Sonra liseye başladın. Lisede kitap okumaya merak saldın. Kitap okumaların hızlandıkça sorgulamaların başladı. Her şeyi sorgulamaya ve her şeyle kavga etmeye başladın. Eskiden sadece seni ilgilendiren eğitim sistemini beğenmiyordun, okudukça ufkun genişliyordu ve sistemi komple beğenmemeye başladın. Okudukça mutsuzluğun artıyordu. Bu hep böyledir ama, insanoğlu başaklara benzer, içi boşken başı dik, içleri doldukça başları öne doğru eğilmeye başlar.
Sonraları okumaların ciddileşmeye başladı. 60-80 yılları Türk siyasi yakın tarihini okuyup öğrenmeye başladın. Okudukça öfken artıyordu. Okudukça başını belaya sokacak şeyler öğreniyordun.
Okuduğun bir kitap yüzünden başın ciddi anlamda belaya da girmişti. Solcuydun. Hatta okuduğun okulda tek solcu sendin. Buna mukabil diğerlerinden farklıydın. Oturman farklıydı, yürüyüşün farklıydı, insanlara bakışın farklıydı. Herkesin kavga etmek için can attığı yerde, sen kavga ayırıcı durumdaydın hep.

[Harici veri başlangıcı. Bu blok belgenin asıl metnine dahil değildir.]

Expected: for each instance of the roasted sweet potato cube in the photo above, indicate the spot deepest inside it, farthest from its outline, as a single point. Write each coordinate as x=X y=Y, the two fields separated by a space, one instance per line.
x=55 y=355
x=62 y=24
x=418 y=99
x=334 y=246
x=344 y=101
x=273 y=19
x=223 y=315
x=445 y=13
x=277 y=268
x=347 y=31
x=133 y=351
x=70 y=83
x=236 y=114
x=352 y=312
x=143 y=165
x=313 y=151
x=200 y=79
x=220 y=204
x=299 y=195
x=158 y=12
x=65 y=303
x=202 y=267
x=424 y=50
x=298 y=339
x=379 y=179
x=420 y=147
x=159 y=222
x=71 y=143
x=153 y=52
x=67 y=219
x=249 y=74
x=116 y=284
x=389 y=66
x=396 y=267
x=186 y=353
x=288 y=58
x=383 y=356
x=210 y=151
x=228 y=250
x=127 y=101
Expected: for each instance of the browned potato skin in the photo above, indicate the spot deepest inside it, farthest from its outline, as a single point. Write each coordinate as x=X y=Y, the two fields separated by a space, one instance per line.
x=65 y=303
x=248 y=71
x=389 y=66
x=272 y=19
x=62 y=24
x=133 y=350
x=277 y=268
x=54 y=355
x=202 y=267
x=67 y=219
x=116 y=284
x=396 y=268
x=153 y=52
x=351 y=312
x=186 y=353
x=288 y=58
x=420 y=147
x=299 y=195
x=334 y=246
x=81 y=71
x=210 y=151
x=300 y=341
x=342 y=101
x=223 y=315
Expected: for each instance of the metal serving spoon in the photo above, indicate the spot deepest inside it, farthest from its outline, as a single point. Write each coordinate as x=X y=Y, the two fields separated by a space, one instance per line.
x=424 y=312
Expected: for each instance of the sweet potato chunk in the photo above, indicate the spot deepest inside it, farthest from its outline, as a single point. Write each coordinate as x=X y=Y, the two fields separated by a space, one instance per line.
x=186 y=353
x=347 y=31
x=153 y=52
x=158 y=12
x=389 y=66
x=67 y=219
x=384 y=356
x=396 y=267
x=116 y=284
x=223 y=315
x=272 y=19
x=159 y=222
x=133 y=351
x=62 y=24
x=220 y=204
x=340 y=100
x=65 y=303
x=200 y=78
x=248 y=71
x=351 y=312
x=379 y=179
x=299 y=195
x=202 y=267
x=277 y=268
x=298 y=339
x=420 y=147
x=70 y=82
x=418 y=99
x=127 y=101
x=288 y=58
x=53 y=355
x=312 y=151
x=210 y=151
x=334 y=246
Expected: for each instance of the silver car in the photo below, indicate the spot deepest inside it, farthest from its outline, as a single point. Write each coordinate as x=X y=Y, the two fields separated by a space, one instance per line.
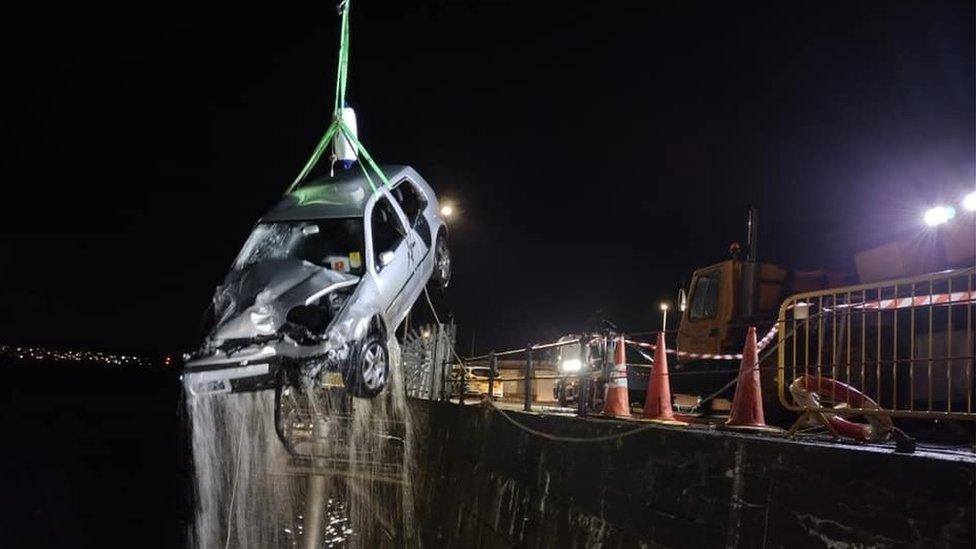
x=324 y=280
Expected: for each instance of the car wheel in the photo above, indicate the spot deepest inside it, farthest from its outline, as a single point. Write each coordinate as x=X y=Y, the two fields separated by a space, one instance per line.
x=370 y=368
x=442 y=263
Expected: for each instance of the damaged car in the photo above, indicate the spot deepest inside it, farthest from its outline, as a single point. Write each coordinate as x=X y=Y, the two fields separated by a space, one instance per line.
x=322 y=283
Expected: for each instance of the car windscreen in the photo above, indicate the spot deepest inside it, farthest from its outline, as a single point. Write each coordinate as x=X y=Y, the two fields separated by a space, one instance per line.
x=335 y=244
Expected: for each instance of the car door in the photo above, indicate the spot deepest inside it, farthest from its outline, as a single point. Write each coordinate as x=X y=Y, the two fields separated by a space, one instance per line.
x=388 y=235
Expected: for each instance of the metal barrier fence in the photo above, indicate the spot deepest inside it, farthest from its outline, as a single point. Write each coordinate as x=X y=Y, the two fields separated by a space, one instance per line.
x=907 y=344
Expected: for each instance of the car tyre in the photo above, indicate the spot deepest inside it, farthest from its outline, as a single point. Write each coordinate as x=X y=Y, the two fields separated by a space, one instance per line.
x=369 y=371
x=442 y=263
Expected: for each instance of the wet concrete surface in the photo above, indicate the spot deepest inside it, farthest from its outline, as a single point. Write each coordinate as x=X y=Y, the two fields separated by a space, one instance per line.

Lisede ilk platonik aşkını yaşadığında on dört yaşındaydın. On dört yaşın vermiş olduğu ne yapacağım şimdi hissi içini kemiriyordu. O zamanlar sakindin. Şimdiki gibi kazıklar yiyip, sinir hastası durumunda değildin. Sonradan öğrendin kafayı yemeyi. Her gelen bir kazık atıp gidince, insanlara güvenmemen gerektiğini de öğrendin. Böyle hayat geçmez diyorsun şimdi, ama geçiyordu bir şekilde. Hayat bu, geçmek zorundaydı. Onun da görevi buydu. Sen her şeyi fazla abarttığını düşünüyordun, kendi kendine kaldığın zaman. Oysa abartmak, hayatın akışı karşısında bir savunma mekanizmasıydı, ne yapacağını bilmeyenlerin uyguladığı saçma sapan bir yöntemdi. Yahut bu yöntemi sen bulmuştun da kendine ziyadesiyle uygun olduğunu düşünmüştün. Her şey başka bir şeye dönüşüyordu devamlı.
Tam da bu dönemlerde Ömer Hayyam ile tanıştın. Çıldırmanın eşiğinde olduğun bir dönemde yetişmişti Hayyam imdadına. Hayyam’ın peşine takılıp her şeyi sorgulamaya başladın. Çıldırmanın eşiğindeydin dedim ya, o zamanlar bilmiyordun o çıldırma eşiğinin ana yurdun olacağını. Aslında belki de şair olmanın sancılarıydı yaşadıkların. Zira Hayyam’ı tanımanın akabinde şiirle de tanıştın. Hayyam hayatının mihenk taşını oluşturmaya başladı. Her olaya bir rubai ile cevap verecek şekilde rubailerine hakim olmaya başlamıştın. Hayyam’ı ilk tanıman Semerkant isimli kitapla olmuştu. Edebiyat öğretmeninin Hayyam’ı tanımadan o kitabı okuman bir fayda vermez demesi üzerine, tanımak için okuyorum hocam demiştin de, bunun üzerine Edebiyat dersinden alacağın dönem ödevinin konusu da Ömer Hayyam olmuştu.